Author:  Tracy Franz

The cover to My Year of Dirt and Water by Tracy FranzBerkeley, California. Stone Bridge Press. 2018. 308 pages.

In March 2004 Tracy Franz began a journal to document a period of separation from her husband, a Zen monk spending a year at a six-hundred-year-old Buddhist monastery in Japan. The year is a journey for her as much as for her husband, and she immerses herself in reflection and meditation, occupying herself with her job as a teacher and with her hobby, crafting Japanese pottery.

Throughout the book, loneliness is a constant companion for Franz, something that she encounters in a myriad of forms. Most obviously, there is the ache of missing her husband. Their contact is incredibly limited, and even when they can meet, their interactions are monitored for the smallest amount of impropriety. This physical isolation is compounded by her isolation of being a foreigner with limited language skills in a different culture. The constant outsider, Franz struggles to find her place.

In her isolation she discovers, or perhaps rediscovers, knots of her past tangled around threads of her present. She’s constantly searching, working out the moments that haunt her as she works clay into cups and her limbs into the motions of karate. Her efforts to delve into these traumas and anxieties about life inspire a sort of reciprocal reflection in readers that moves beyond the pages of the book.

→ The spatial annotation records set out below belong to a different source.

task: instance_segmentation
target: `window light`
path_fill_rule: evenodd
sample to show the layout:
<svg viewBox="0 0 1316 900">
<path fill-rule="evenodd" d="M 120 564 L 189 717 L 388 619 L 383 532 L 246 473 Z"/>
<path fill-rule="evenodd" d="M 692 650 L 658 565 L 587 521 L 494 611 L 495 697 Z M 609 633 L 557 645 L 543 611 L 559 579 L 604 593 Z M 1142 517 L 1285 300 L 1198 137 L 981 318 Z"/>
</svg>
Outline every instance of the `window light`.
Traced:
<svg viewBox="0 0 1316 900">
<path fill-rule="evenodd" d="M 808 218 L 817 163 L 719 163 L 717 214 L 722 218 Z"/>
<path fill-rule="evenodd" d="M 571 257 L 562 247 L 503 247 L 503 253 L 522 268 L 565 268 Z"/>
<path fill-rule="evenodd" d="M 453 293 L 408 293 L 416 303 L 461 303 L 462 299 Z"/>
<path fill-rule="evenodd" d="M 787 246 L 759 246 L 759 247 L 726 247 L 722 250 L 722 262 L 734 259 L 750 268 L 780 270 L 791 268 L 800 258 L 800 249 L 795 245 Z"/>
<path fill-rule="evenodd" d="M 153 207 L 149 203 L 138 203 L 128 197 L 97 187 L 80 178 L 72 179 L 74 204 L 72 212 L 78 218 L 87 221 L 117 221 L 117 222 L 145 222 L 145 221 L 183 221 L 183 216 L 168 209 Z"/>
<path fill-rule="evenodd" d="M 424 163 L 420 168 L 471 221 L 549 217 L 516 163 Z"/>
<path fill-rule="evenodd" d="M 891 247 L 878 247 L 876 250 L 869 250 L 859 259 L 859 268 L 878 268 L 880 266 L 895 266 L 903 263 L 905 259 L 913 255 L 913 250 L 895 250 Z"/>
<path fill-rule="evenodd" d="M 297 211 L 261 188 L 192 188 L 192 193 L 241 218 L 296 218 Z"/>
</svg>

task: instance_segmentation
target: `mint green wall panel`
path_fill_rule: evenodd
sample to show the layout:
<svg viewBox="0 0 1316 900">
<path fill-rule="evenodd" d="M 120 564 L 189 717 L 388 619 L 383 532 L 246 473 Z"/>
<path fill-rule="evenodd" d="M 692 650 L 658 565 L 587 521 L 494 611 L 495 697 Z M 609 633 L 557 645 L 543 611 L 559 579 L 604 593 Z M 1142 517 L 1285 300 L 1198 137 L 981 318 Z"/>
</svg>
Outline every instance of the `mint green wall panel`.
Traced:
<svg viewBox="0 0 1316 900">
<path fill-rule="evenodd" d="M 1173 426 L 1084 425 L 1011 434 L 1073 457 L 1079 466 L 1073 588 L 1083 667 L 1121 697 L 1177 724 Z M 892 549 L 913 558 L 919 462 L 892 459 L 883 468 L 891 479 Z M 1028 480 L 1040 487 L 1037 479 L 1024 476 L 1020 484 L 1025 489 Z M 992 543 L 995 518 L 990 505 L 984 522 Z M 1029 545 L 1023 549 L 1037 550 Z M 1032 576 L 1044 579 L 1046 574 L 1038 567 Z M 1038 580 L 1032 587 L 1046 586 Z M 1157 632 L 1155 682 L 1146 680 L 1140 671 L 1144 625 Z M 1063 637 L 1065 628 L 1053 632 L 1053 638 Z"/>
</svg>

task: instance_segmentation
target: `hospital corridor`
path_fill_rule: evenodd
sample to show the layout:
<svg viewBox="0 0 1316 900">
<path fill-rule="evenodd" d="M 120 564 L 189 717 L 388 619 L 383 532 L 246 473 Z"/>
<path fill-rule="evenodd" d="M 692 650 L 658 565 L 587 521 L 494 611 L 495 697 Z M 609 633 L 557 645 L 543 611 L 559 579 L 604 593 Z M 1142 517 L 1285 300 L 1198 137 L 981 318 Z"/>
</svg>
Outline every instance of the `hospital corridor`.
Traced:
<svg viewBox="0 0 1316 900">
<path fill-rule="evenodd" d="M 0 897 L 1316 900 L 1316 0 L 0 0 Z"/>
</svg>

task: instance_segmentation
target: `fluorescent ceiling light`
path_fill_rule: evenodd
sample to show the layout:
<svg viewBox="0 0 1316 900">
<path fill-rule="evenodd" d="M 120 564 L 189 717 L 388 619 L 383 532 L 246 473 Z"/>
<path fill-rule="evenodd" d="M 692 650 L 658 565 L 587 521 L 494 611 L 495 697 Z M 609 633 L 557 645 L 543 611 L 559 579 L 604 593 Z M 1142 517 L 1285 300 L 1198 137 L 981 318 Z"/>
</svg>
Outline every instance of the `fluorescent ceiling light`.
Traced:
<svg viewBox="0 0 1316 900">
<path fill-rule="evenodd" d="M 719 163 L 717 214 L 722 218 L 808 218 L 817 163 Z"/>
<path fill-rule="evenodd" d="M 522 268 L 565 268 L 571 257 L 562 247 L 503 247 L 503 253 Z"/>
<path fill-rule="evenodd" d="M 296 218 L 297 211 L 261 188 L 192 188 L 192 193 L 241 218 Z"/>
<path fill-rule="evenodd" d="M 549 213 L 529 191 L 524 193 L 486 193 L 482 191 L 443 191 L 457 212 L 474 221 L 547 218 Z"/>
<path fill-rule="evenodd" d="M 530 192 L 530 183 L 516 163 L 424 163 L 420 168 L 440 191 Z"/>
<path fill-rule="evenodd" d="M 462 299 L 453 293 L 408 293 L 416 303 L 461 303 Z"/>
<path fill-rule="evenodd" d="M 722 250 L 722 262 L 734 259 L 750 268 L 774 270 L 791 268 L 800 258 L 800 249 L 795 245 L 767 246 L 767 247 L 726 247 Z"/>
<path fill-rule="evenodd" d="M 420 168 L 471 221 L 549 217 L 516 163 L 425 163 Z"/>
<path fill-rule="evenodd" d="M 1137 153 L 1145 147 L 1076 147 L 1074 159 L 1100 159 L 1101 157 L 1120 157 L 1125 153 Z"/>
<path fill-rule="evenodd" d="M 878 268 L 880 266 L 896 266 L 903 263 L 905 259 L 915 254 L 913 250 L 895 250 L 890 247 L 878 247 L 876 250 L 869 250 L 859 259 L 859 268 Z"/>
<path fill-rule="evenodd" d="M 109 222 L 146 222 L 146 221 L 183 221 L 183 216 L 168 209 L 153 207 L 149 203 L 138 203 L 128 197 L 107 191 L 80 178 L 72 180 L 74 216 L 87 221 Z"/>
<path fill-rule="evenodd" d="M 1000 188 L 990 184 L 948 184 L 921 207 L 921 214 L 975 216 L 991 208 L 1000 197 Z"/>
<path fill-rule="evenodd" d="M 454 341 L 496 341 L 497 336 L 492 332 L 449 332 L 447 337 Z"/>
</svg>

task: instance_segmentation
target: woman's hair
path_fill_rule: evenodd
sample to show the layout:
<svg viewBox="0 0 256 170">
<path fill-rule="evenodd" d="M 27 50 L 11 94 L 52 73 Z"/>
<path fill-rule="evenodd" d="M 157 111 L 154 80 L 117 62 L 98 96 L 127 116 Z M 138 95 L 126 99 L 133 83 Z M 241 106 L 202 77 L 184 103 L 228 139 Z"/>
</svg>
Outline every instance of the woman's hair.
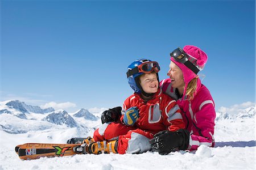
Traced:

The daily journal format itself is a very effective choice, eschewing a single, broad narrative for a winding journey to the center of her soul and then back out as she reconnects with her husband at the end of the year. It makes reading the book a very intimate act, as readers relive her experiences unfiltered. The small, day-to-day fluctuations can be traced through the bite-size portions of life that carry a significance too easily missed otherwise.

The usage of Japanese throughout the book is well balanced and adds a powerful layer to the book that would have rendered the experience less immediate without. On most pages, there is at least a word or phrase, sometimes a conversation, that is left in Japanese. Without ever hindering the reading experience, these snippets achieve the effect of placing English-speaking readers in that foreign space.

My Year of Dirt and Water takes readers on a personal journey of reflection, posing questions that are larger than the life in which they arose. The very act of reading this journal is meditative, prompting a profound stillness worth experiencing and definitely worth recommending.